2- 03 adı altında arka bahçeden devlete partizanca alınan kişiler ona bu imkânı sağlayan partileri değişirler mi? yani seçimde bu kişilerden bu partiler diyet istemeyecek mi?
3- Bu partilere ait Belediyeler ve çalışanları kolayca taraf değişebilirler mi?
4- Her seçim dönemi oluşan statükonon kodamanları bu üç partiye destek vermekten vazgeçecekler mi?
5- Yapılan vatandaşlar bu partilere oy vermeyecek mi?
6- Şikâyet ettiğimiz sendikalar siyasi partilerin arka bahçesi oldu söylemi geçerliliğini yitirecek mi?
Bu soruları daha da uızatmak mümkün. Ancak ben cevabını merak ettiğim bir soru var. Belki yukarıdaki sorularımın bir nevi cevabı da bu sorumun cevabına bağlanacaktır.
Hükumet olma bir kadro meselesidir ve bu konuda yetişmiş eleman ile halkın karşısına çıkaracağınız kişiler önemlidir. Yani iddia biz öyle adaylar çıkaracağız ki halk onları benimseyecek.
Sorum şu tek başına iktidar olma hedefi ile çıkan partinin Başkan. MYK. PM ve ilçe teşkilatında yer alan kişiler 2013 seçimlerinde hangi partiye oy vermiştir? Bakın ben %88.83’ün dışındaki partilere oy verdim ve değişim istiyorum buna da hakkım var. Fakat eğer sizin parti teşkilatınız Bu %88.83’ün içindeki partilere oy vermişse o zaman ciddi bir tehlike var.Yani siz atalarınızın kurduğu düzeni, mi yıkacaksınız? Aileleriniz sandığa gidip onların düzenini yıkmak için İktidara sizi mi getirecek? Yoksa eskiyen partilerin yerine halkın karşısına düzenlerini ve statükolarını korumak için sizlere mi görevlendirdiler?

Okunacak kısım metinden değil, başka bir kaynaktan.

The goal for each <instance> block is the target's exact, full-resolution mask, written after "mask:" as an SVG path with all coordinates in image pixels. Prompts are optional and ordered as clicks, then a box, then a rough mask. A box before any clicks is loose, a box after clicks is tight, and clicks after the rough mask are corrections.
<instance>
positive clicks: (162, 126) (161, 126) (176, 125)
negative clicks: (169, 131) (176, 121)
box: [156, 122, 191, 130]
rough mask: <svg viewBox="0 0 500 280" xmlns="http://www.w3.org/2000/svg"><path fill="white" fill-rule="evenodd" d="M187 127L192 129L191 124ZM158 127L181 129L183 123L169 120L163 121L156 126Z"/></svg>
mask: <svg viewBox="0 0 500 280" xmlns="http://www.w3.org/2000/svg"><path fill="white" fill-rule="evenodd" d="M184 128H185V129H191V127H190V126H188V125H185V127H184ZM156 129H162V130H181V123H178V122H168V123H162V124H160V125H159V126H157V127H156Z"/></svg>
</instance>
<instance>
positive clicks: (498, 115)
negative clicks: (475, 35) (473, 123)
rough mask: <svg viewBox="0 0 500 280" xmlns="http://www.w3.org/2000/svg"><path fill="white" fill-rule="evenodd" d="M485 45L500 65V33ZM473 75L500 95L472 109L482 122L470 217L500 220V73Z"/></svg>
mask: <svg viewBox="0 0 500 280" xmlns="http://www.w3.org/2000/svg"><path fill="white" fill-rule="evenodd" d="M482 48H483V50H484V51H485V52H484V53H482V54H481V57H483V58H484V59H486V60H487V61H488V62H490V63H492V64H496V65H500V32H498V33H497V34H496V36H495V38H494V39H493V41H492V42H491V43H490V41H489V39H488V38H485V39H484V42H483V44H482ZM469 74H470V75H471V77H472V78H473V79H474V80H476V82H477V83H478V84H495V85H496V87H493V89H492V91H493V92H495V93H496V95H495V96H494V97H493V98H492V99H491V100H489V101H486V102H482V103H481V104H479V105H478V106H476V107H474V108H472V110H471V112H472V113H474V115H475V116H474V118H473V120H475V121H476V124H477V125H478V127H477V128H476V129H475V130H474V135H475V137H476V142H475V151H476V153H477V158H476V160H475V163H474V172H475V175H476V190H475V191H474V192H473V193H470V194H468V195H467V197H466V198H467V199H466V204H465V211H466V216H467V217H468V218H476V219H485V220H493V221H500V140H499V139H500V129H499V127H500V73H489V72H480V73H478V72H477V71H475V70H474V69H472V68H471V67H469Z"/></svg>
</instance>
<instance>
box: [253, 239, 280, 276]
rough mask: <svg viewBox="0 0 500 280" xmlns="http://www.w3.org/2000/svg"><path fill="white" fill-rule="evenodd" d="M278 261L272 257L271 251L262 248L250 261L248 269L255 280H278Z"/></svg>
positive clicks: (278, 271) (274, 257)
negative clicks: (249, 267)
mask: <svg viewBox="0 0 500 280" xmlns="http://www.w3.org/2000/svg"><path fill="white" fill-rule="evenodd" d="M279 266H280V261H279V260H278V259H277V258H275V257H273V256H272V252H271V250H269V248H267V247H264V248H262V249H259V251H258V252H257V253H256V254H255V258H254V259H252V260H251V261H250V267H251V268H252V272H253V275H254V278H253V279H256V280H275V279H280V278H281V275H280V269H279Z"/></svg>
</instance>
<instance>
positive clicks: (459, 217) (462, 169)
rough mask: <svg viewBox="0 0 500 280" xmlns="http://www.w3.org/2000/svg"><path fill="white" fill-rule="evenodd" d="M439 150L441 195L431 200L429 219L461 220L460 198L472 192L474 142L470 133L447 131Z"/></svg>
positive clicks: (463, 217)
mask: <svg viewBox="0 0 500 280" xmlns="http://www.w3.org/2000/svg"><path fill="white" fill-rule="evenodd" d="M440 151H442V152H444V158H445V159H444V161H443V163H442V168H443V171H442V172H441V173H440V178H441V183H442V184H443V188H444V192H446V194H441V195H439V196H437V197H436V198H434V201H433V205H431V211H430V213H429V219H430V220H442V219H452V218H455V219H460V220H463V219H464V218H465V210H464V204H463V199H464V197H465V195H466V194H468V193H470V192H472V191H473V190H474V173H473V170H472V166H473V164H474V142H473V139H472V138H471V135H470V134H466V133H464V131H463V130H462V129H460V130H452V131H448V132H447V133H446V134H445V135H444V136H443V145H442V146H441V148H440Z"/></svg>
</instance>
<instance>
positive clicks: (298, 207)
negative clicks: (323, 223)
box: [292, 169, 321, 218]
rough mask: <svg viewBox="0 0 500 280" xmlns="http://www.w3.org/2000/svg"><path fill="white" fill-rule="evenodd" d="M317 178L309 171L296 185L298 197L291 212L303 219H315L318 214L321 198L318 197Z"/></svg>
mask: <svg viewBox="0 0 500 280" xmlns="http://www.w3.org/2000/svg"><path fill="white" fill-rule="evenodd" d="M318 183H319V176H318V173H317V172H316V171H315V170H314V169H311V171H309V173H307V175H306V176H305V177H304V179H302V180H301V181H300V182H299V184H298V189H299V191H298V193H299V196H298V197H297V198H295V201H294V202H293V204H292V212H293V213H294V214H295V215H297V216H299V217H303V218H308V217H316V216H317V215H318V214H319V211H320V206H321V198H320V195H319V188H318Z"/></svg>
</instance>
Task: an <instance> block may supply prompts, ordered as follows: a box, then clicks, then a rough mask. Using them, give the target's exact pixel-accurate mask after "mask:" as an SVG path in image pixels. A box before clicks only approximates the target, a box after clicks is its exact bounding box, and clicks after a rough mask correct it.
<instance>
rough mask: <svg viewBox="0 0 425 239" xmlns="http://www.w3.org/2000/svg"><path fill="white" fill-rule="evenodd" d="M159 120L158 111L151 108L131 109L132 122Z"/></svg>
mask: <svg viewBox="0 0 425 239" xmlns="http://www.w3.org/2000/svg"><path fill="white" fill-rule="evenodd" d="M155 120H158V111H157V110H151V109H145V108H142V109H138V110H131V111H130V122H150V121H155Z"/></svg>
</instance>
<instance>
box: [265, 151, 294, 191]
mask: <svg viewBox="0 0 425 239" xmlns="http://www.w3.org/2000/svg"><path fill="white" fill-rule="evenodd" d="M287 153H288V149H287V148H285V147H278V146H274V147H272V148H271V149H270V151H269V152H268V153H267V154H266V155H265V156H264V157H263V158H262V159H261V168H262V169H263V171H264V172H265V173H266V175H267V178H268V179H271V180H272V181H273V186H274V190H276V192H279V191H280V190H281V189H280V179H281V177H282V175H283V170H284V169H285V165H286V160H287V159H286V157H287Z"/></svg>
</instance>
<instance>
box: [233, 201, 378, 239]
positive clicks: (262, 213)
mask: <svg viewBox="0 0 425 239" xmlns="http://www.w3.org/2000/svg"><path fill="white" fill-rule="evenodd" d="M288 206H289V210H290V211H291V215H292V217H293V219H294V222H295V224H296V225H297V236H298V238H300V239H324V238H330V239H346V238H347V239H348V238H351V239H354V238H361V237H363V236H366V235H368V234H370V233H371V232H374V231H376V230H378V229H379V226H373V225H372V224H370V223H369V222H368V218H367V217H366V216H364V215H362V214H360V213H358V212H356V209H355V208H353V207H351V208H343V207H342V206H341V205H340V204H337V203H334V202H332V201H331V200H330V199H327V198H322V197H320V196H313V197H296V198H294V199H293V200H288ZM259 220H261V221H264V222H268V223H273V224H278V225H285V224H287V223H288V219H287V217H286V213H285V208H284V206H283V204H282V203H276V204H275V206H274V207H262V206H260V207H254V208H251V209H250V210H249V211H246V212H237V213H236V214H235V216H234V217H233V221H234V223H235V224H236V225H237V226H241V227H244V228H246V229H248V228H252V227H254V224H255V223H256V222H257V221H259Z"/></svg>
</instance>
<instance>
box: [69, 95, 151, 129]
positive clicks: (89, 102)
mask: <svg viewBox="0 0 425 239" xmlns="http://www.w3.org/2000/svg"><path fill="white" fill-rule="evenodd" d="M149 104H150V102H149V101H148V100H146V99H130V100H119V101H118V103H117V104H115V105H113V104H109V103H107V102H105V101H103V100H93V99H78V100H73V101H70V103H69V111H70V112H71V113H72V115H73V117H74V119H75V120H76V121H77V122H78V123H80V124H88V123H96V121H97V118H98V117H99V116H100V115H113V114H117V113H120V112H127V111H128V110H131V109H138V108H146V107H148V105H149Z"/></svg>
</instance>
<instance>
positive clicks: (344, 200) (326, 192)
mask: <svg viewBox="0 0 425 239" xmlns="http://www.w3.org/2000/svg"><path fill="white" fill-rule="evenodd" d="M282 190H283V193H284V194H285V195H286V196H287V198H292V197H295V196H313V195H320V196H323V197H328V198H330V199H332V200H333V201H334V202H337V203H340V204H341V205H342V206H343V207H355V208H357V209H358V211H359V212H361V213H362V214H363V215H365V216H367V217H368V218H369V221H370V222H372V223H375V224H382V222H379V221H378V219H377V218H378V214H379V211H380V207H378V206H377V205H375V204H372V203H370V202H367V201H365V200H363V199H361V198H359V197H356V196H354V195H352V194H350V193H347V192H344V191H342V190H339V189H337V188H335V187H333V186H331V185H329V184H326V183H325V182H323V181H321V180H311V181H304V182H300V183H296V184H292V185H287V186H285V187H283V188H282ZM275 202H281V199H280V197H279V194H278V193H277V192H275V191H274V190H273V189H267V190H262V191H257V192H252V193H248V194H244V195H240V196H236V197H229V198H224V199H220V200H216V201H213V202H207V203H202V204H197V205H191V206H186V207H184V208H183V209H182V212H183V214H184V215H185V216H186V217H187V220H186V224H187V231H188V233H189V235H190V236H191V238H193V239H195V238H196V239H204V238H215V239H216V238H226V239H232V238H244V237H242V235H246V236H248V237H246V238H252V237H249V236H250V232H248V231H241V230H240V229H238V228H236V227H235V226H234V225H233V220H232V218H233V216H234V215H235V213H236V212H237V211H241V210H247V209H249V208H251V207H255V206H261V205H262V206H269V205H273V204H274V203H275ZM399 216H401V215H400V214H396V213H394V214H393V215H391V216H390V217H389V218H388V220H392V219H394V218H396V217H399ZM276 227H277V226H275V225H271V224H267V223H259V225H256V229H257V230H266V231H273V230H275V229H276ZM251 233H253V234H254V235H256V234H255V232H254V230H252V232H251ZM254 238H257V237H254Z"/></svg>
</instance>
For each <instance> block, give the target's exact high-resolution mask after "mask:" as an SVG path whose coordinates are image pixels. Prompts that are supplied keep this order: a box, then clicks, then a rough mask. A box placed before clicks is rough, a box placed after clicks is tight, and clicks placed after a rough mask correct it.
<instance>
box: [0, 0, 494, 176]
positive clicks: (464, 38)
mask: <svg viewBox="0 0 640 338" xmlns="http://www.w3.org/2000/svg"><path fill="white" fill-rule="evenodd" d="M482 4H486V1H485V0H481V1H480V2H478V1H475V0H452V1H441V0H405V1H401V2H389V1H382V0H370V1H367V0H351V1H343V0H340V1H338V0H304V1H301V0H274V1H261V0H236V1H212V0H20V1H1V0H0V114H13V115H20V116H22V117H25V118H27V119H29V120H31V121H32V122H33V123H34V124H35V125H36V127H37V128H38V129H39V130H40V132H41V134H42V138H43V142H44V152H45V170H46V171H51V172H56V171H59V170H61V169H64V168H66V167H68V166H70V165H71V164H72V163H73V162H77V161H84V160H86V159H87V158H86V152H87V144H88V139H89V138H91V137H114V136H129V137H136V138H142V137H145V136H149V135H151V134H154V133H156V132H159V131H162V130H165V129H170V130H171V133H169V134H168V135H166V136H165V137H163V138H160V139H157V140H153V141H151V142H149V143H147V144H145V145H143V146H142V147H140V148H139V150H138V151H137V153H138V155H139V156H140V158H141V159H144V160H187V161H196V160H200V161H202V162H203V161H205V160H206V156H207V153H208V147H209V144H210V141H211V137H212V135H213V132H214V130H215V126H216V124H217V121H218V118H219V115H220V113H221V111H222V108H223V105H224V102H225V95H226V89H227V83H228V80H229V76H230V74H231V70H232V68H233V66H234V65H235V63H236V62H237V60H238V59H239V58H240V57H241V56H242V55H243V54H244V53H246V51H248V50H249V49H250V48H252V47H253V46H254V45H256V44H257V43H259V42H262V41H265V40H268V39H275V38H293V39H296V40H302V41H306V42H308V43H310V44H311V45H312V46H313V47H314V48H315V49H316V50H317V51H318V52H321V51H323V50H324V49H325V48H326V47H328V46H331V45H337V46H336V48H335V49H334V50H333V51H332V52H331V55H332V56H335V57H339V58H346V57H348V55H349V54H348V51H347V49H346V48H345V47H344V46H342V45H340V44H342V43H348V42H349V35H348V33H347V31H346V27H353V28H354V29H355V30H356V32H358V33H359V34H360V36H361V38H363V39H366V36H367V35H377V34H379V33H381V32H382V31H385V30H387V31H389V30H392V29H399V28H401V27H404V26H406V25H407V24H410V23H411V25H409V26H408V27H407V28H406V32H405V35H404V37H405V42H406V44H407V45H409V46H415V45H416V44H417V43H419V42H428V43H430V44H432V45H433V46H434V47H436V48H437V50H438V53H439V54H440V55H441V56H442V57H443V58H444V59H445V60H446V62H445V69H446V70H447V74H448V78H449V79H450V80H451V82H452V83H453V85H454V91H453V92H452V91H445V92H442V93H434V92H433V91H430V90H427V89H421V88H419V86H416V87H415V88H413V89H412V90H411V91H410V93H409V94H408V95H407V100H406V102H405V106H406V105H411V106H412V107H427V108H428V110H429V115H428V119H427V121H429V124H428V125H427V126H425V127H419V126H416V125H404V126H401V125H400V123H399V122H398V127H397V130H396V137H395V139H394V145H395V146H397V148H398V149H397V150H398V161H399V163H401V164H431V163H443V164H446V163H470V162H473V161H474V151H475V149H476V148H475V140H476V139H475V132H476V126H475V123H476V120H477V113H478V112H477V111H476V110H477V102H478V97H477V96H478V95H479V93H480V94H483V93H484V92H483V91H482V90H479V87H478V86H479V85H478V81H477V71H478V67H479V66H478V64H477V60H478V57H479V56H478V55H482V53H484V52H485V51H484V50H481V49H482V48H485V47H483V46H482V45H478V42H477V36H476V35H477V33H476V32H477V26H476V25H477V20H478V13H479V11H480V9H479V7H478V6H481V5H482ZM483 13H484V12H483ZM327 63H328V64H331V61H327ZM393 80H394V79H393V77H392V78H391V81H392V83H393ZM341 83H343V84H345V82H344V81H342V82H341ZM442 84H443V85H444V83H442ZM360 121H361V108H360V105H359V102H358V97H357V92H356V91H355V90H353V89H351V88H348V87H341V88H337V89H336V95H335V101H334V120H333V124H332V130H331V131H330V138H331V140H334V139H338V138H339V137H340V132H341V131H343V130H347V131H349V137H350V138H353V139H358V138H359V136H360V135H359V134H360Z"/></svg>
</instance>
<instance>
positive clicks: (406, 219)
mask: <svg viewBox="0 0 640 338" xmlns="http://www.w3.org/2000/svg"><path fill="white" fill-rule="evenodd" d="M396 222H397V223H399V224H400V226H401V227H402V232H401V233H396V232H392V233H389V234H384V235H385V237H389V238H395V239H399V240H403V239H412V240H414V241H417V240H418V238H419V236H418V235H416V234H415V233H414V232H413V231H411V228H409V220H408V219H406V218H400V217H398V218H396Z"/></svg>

Varsayalım ki bütün yazdıklarımda yanıldım. Sadece tek başına iktidar olmak yeter mi? Yani siz ekonomik paketleri ve diğer tüm talimatları red mi edeceksiniz. Bu güne kadar yok ettiklerimizi toplum adına geri mi alacaksınız. Örneğin AKSA’nın sözleşmesini iptal edebilecek misiniz? Veya KTHY milli hava yolumuzu yeniden kazanabilecek misiniz? İşte size iki basit soru.